2/ Pourquoi et comment a-t-elle déjà beaucoup évolué ? Quelles sont les menaces actuelles?
3/Que faire pour éviter une mutation supplémentaire et mortifère de notre civilisation et exalter l’essentiel de ce qu’elle représente ?


1/ Qu’est-ce qu’une civilisation ?

       J’emprunte au Larousse une définition et un commentaire:
       La civilisation, c’est l’ensemble des caractères propres à la vie intellectuelle, artistique, morale, sociale et matérielle d'un pays ou d'une société. C’est à ce titre qu’on peut parler de civilisations au pluriel et même de civilisations primitives.
       Pour comparer des civilisations, on se fonde sur des faits linguistiques, éthiques, géographiques, culturels, religieux ou politiques, mais, en procédant ainsi, il n'est pas plus aisé de savoir ce qu'est une civilisation qu'une religion ou une culture, des idées aussi assez vagues.
« Après avoir prédit le triomphe de la civilisation, on peut bien annoncer le choc des civilisations mais cela ne contribue pas à y voir plus clair.
» (Bertrand Binoche)

***

       Dans notre famille de pensée, l’on considère que les fondements de notre civilisation française sont à la fois d’origine grecque, latine et judéo-chrétienne.
       Grecque à travers les notions de primauté de la raison, de liberté, de citoyenneté et de démocratie. Latine à travers le culte de l’ordre aboutissant au vote de lois pour régir les rapports entre les hommes et (supposées) les tirer vers le haut pour leur plus grand bien.
Judéo-chrétienne enfin à travers les notions de transcendance de la Divinité, d’égalité en dignité des hommes, tous fils de Dieu donc frères, de respect et finalement d’amour du prochain selon la loi :
« Tu aimeras ton prochain comme toi-même.»

       Sur ces bases, la France du Moyen Age se couvrit d’églises : le pays était fondamentalement chrétien comme son roi, ses universités, ses dispensaires et ses chevaliers.
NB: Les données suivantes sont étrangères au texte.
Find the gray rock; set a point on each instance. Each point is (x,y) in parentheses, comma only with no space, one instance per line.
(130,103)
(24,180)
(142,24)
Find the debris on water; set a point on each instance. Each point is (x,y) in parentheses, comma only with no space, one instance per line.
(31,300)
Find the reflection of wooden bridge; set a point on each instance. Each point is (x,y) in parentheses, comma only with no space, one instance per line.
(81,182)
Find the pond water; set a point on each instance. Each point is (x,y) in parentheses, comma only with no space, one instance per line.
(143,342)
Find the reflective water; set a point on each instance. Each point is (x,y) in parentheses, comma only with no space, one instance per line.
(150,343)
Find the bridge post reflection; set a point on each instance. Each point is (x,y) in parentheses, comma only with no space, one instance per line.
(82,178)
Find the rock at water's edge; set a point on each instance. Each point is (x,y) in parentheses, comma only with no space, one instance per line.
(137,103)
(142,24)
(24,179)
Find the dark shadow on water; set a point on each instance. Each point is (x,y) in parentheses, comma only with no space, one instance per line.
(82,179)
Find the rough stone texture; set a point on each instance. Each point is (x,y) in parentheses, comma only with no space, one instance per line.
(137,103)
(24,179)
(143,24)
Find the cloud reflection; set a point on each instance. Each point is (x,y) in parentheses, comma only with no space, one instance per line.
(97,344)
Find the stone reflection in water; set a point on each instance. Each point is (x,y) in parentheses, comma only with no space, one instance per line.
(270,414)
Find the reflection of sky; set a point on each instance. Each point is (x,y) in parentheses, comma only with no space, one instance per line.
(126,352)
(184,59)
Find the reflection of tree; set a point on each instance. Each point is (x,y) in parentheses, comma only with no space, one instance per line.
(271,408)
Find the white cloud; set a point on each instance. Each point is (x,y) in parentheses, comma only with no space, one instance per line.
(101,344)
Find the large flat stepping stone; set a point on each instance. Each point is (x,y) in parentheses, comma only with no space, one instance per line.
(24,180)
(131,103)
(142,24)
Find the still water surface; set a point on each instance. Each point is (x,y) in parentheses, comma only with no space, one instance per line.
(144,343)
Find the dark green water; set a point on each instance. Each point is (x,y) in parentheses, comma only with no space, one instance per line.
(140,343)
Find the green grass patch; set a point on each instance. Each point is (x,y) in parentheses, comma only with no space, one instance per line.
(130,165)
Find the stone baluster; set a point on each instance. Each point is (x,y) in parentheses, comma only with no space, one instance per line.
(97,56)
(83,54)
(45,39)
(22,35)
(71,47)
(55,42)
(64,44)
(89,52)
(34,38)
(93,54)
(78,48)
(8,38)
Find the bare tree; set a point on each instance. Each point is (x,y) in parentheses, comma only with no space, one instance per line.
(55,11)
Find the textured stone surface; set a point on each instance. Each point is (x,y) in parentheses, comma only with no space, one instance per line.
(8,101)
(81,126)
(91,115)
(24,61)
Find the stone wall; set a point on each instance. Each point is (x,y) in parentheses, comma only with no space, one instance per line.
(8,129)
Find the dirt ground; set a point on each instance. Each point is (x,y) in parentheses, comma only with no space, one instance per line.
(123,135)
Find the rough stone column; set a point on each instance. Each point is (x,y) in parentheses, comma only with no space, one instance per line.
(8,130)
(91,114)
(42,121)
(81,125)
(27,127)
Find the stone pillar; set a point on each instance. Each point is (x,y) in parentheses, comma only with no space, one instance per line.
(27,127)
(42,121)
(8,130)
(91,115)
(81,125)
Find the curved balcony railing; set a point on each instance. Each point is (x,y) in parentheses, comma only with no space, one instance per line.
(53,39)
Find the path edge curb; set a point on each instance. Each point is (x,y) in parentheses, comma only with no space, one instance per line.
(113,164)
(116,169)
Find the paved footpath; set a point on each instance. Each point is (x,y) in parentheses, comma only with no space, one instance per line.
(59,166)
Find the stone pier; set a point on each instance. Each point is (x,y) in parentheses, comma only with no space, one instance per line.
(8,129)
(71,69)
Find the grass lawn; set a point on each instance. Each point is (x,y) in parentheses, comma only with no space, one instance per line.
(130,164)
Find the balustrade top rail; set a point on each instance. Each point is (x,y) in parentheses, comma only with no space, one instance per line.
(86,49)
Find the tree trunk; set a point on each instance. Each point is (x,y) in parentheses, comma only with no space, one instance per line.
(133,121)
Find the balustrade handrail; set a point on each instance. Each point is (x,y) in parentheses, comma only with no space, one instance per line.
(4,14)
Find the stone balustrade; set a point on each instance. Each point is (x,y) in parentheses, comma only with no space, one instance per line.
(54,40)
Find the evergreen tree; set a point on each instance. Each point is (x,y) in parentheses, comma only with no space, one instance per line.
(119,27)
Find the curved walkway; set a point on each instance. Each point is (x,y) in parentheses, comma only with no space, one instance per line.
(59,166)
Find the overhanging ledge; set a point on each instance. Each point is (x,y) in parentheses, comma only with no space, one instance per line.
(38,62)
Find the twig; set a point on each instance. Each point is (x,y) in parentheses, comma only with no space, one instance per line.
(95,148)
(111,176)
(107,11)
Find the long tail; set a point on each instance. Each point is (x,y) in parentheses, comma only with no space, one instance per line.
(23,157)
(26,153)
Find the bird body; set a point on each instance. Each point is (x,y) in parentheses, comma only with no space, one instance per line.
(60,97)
La mentalité générale était à l’unisson. Les arts et les lettres se développèrent en parallèle, notamment au Grand Siècle, encouragés par le Roi et les classes favorisées, mais la vie matérielle des paysans resta très dure, d’autant plus qu’ils étaient les premières victimes d’innombrables conflits que l’Eglise ne réussit jamais à empêcher.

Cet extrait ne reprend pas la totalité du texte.